Two isoforms of a yeast GTPase combine—with the help of a special phospholipid—to drive mitochondrial inner membrane fusion, DeVay et al. report.
Mitochondria constantly merge and divide to distribute their activity appropriately throughout the cell. When coming together, these organelles use proteins related to the endocytic GTPase dynamin to fuse both their outer and inner membranes. In yeast, two different isoforms of a GTPase called Mgm1 drive inner membrane fusion: a short soluble form (s-Mgm1) that is proteolytically cleaved from a longer, transmembrane version (l-Mgm1). Both isoforms are required for fusion, but their precise contributions to the process were unclear.
DeVay et al. expressed the proteins and examined their association with liposomes mimicking either the mitochondrial inner or outer membranes. Both s-Mgm1 and l-Mgm1 preferred inner membrane liposomes—the key determinant was an inner membrane phospholipid called cardiolipin. Moreover, although s-Mgm1 on its own was monomeric and inactive, cardiolipin stimulated the protein's GTPase activity by promoting its oligomerization on the liposome surface. s-Mgm1 thus acts specifically at the inner membrane, despite its localization to the intermembrane space.

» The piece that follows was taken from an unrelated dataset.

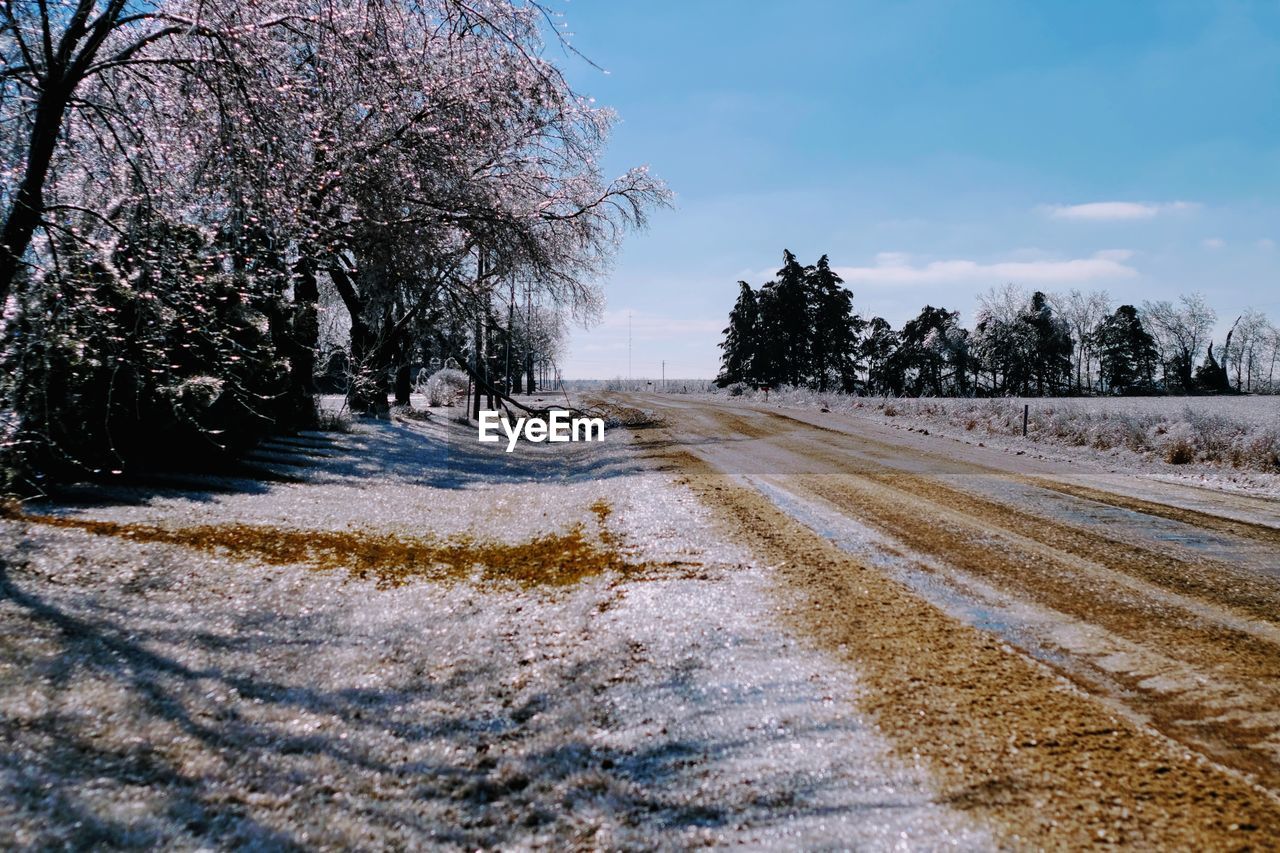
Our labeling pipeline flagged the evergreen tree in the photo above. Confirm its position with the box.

Cardiolipin didn't stimulate the activity of l-Mgm1, however, which fit the group's observation that yeast expressing GTPase-deficient l-Mgm1 were normal, as long as they expressed a separate version of s-Mgm1 that retained its enzymatic function. The researchers think that cardiolipin helps the two Mgm1 isoforms assemble together on the inner membrane, where the conformational changes in s-Mgm1 as it hydrolyses GTP are coupled to lipid bilayer deformation by l-Mgm1's transmembrane domain. In addition, l-Mgm1 dimers may tether opposing inner membranes together, as a prelude to fusion or to fold them into cristae.